> Superviser

Agir auprès du public migrant est une modalité spécifique du travail social, où la relation est un défi quotidien, avec ce que le mot « défi » contient de potentialité créatrice et parfois aussi d’appréhensions ou de souffrances. Le contexte de la précarité est éprouvant ; les difficultés psychiques des personnes accueillies, et la violence parfois, peuvent l’être également.

Par ailleurs, le climat de crise actuel ne laisse personne indifférent. Il peut jouer comme un révélateur, des failles et des ressources, des priorités, des tensions, des idées et talents méconnus aussi, et ce sur les plans personnels et professionnels. Il est d’autant plus nécessaire d’ouvrir des espaces pour se poser, à la fois seul et ensemble, de (se) parler, et de dégonfler ainsi le ballon de la pression, de l’incertitude, de tout ce qui a caractérisé ces derniers mois.

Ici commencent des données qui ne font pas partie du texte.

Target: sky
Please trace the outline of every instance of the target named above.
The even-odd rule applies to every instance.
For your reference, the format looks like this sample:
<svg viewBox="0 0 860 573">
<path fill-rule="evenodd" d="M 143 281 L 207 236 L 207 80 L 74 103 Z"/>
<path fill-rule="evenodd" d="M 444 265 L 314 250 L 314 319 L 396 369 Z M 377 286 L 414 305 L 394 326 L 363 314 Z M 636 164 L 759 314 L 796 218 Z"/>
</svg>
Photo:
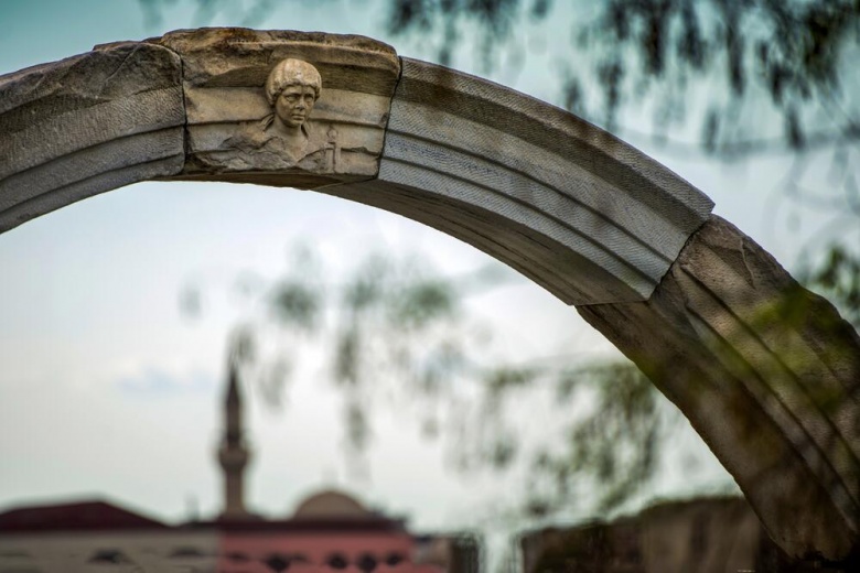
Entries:
<svg viewBox="0 0 860 573">
<path fill-rule="evenodd" d="M 375 0 L 276 4 L 260 28 L 365 34 L 393 43 L 401 55 L 432 58 L 426 46 L 387 37 Z M 0 74 L 99 43 L 239 24 L 238 15 L 201 22 L 180 0 L 153 24 L 135 0 L 0 0 Z M 542 47 L 516 73 L 484 71 L 462 54 L 454 67 L 552 101 L 551 46 L 537 36 L 530 42 Z M 696 153 L 678 156 L 648 138 L 631 142 L 708 194 L 717 214 L 787 267 L 817 233 L 820 221 L 798 217 L 780 198 L 777 183 L 791 158 L 725 164 Z M 169 521 L 214 515 L 225 347 L 250 312 L 232 284 L 241 273 L 275 279 L 288 271 L 297 241 L 315 247 L 333 275 L 374 251 L 419 252 L 451 274 L 488 260 L 366 206 L 312 192 L 211 183 L 136 184 L 0 236 L 0 510 L 101 497 Z M 198 318 L 180 310 L 189 285 L 203 292 Z M 493 324 L 501 354 L 614 356 L 573 309 L 526 281 L 471 304 Z M 283 409 L 255 402 L 248 411 L 255 462 L 247 493 L 262 512 L 286 515 L 313 490 L 343 487 L 416 527 L 444 529 L 470 525 L 510 487 L 493 475 L 452 473 L 444 447 L 419 436 L 415 414 L 395 411 L 376 422 L 369 480 L 355 480 L 345 469 L 340 407 L 322 366 L 309 366 L 300 378 Z M 713 465 L 709 472 L 719 474 Z M 664 494 L 682 480 L 669 479 Z"/>
</svg>

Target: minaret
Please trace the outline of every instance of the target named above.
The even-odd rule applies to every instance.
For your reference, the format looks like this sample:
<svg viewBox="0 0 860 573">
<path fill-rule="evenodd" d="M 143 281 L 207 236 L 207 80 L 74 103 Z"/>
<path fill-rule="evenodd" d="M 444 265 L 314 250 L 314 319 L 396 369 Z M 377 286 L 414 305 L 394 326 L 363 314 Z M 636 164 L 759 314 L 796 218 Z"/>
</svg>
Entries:
<svg viewBox="0 0 860 573">
<path fill-rule="evenodd" d="M 224 401 L 226 428 L 218 448 L 218 462 L 224 469 L 224 510 L 221 513 L 221 519 L 233 520 L 250 517 L 245 509 L 245 478 L 243 475 L 250 454 L 243 439 L 241 397 L 239 396 L 235 358 L 230 358 L 228 368 L 227 396 Z"/>
</svg>

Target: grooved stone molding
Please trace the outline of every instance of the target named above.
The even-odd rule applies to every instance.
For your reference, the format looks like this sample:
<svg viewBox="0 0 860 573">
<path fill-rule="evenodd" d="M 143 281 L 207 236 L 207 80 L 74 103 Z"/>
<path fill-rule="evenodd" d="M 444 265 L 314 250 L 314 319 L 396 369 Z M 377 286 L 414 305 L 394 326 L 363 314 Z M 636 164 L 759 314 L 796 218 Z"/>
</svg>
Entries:
<svg viewBox="0 0 860 573">
<path fill-rule="evenodd" d="M 185 162 L 179 56 L 121 43 L 0 77 L 0 233 Z"/>
<path fill-rule="evenodd" d="M 283 69 L 322 87 L 267 91 Z M 0 231 L 157 179 L 311 188 L 458 237 L 577 305 L 789 554 L 860 552 L 857 333 L 701 192 L 576 116 L 366 37 L 204 29 L 0 77 Z"/>
</svg>

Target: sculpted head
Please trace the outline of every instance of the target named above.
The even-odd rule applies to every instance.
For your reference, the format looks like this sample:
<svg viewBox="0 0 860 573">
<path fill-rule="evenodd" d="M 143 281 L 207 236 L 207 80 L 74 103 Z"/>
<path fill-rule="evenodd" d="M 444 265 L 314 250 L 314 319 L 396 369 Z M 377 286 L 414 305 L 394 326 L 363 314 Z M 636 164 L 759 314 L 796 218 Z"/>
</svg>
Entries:
<svg viewBox="0 0 860 573">
<path fill-rule="evenodd" d="M 322 77 L 308 62 L 288 58 L 266 79 L 266 97 L 275 108 L 276 123 L 298 129 L 308 119 L 322 91 Z"/>
</svg>

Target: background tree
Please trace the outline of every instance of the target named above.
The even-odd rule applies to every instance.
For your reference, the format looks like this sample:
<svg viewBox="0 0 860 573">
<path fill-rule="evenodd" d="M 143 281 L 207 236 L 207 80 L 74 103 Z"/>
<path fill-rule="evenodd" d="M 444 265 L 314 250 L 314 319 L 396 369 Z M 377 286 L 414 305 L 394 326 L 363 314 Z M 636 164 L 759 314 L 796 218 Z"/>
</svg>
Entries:
<svg viewBox="0 0 860 573">
<path fill-rule="evenodd" d="M 153 17 L 168 1 L 141 0 Z M 223 0 L 194 1 L 201 23 L 236 10 Z M 244 23 L 259 24 L 271 6 L 243 2 Z M 556 99 L 622 137 L 642 137 L 632 126 L 649 118 L 644 134 L 675 153 L 700 152 L 723 162 L 793 154 L 793 167 L 776 182 L 783 196 L 831 216 L 807 248 L 800 275 L 860 324 L 860 116 L 851 97 L 860 88 L 853 72 L 860 1 L 384 0 L 380 6 L 388 34 L 444 65 L 456 64 L 469 46 L 477 47 L 485 69 L 516 71 L 527 66 L 524 46 L 534 45 L 530 39 L 549 36 L 560 71 Z M 560 22 L 565 34 L 557 33 Z M 810 173 L 808 165 L 823 155 L 828 173 Z M 336 317 L 326 344 L 356 452 L 368 443 L 375 388 L 389 377 L 406 380 L 404 388 L 422 403 L 445 404 L 428 410 L 453 418 L 441 422 L 430 415 L 423 423 L 430 433 L 458 429 L 461 465 L 506 469 L 526 460 L 542 484 L 524 502 L 533 515 L 563 507 L 574 488 L 595 485 L 602 486 L 595 509 L 615 508 L 655 475 L 662 437 L 677 414 L 631 365 L 482 364 L 474 358 L 477 340 L 464 329 L 459 281 L 416 274 L 383 258 L 334 290 L 303 282 L 303 272 L 276 286 L 269 300 L 281 325 L 295 333 L 320 335 L 321 316 L 330 324 Z M 476 386 L 461 392 L 463 380 Z M 552 388 L 560 408 L 589 408 L 557 429 L 553 435 L 562 439 L 524 452 L 512 428 L 512 404 L 534 388 Z"/>
</svg>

Dans ce contexte à la fois général et actuel, la supervision d’équipe est un outil majeur pour garder élan, sécurité, créativité dans la pratique, et éviter l’épuisement au travail.  Elle offre aux travailleurs sociaux un espace d’échanges régulier autour des situations rencontrées dans leurs pratiques. Les objectifs et/ou bénéfices de la supervision sont multiples, à la fois au niveau individuel pour les salariés, et au niveau collectif pour l’ensemble de l’équipe. La supervision participe ainsi, par ricochet, à la dynamique vertueuse dont bénéficient les personnes accueillies.

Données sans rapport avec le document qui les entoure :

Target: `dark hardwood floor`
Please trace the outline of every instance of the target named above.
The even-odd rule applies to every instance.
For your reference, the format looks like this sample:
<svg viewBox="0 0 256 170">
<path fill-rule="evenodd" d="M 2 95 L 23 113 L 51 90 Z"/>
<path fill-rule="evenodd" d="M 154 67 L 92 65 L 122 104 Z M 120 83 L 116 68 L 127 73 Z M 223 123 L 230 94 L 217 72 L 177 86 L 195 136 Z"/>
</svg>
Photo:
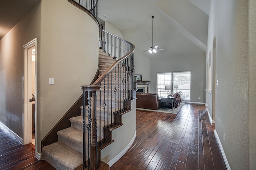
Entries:
<svg viewBox="0 0 256 170">
<path fill-rule="evenodd" d="M 0 125 L 0 170 L 55 170 L 35 157 L 33 145 L 23 146 Z"/>
<path fill-rule="evenodd" d="M 132 146 L 111 167 L 120 170 L 226 170 L 204 105 L 177 115 L 136 110 Z"/>
<path fill-rule="evenodd" d="M 177 115 L 136 111 L 137 134 L 111 167 L 122 170 L 226 170 L 206 107 L 186 104 Z M 0 125 L 0 170 L 53 170 Z"/>
</svg>

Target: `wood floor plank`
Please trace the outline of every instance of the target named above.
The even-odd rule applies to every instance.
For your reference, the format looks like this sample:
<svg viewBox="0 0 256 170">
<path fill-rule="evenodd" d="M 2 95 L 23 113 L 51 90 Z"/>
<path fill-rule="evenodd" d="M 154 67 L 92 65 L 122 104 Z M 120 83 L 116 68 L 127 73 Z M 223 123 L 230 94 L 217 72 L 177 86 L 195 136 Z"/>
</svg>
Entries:
<svg viewBox="0 0 256 170">
<path fill-rule="evenodd" d="M 137 110 L 138 139 L 123 156 L 132 160 L 124 166 L 121 158 L 111 169 L 226 170 L 207 111 L 204 105 L 188 104 L 171 115 Z M 139 146 L 145 147 L 136 152 Z"/>
<path fill-rule="evenodd" d="M 22 145 L 0 125 L 0 170 L 54 170 L 44 160 L 35 157 L 35 150 L 29 145 Z"/>
<path fill-rule="evenodd" d="M 111 170 L 226 170 L 204 105 L 185 104 L 176 115 L 137 110 L 136 120 L 134 142 Z M 55 169 L 0 125 L 0 169 Z"/>
</svg>

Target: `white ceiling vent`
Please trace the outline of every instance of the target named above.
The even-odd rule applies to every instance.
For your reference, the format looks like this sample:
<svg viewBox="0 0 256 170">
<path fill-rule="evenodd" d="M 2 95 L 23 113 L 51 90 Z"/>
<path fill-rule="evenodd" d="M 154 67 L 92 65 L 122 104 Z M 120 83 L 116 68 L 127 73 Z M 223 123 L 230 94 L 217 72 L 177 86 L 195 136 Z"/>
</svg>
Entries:
<svg viewBox="0 0 256 170">
<path fill-rule="evenodd" d="M 105 18 L 105 19 L 107 19 L 107 18 L 108 18 L 108 16 L 107 16 L 106 15 L 105 15 L 104 16 L 103 16 L 103 17 Z"/>
</svg>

La supervision, c’est prendre le temps de s’arrêter en équipe pour :

 

  • Relire une situation difficile, prendre du recul, chercher et trouver des pistes
  • Aborder les situations de conflit, les impasses
  • Comprendre les enjeux psychiques des personnes accueillies, et leurs résonnances sur soi et sur l’équipe
  • Favoriser la communication. Parler, écouter ; se parler, s’écouter
  • Déposer la charge émotionnelle, exprimer les émotions, retrouver le discernement et les ressources pour agir
  • Renforcer les liens, se soutenir. Faire équipe et y trouver sa place.

C’est également :

 

  • Grandir en compétences
  • Identifier, ancrer, consolider, déployer les points forts de l’équipe
  • Identifier les limites personnelles et collectives, s’ajuster, faire avec, les transformer
  • Tisser le lien entre identités personnelle et professionnelle
  • Souffler, se poser, prendre le temps de penser

Pourquoi Parcours d’Exil?

Parcours d’Exil apporte une expertise du psychotraumatisme, notamment en situation de précarité. Nous souhaitons par là donner les moyens de :

  • Repérer le psychotraumatisme et en comprendre les mécanismes
  • Ajuster son action et sa posture d’aide
  • Prendre en compte la réactivation traumatique, les résonnances entre le traumatisme « de l’autre » et les difficultés personnelles, et le traumatisme vicariant
  • Trouver des pistes pour mieux vivre ses émotions

Notre intervenante

Priscille de Thé, psychologue clinicienne, a rejoint l’équipe de Parcours d’Exil en septembre 2019. Elle a travaillé en milieu hospitalier et en psychiatrie, ainsi que pour la formation de bénévoles.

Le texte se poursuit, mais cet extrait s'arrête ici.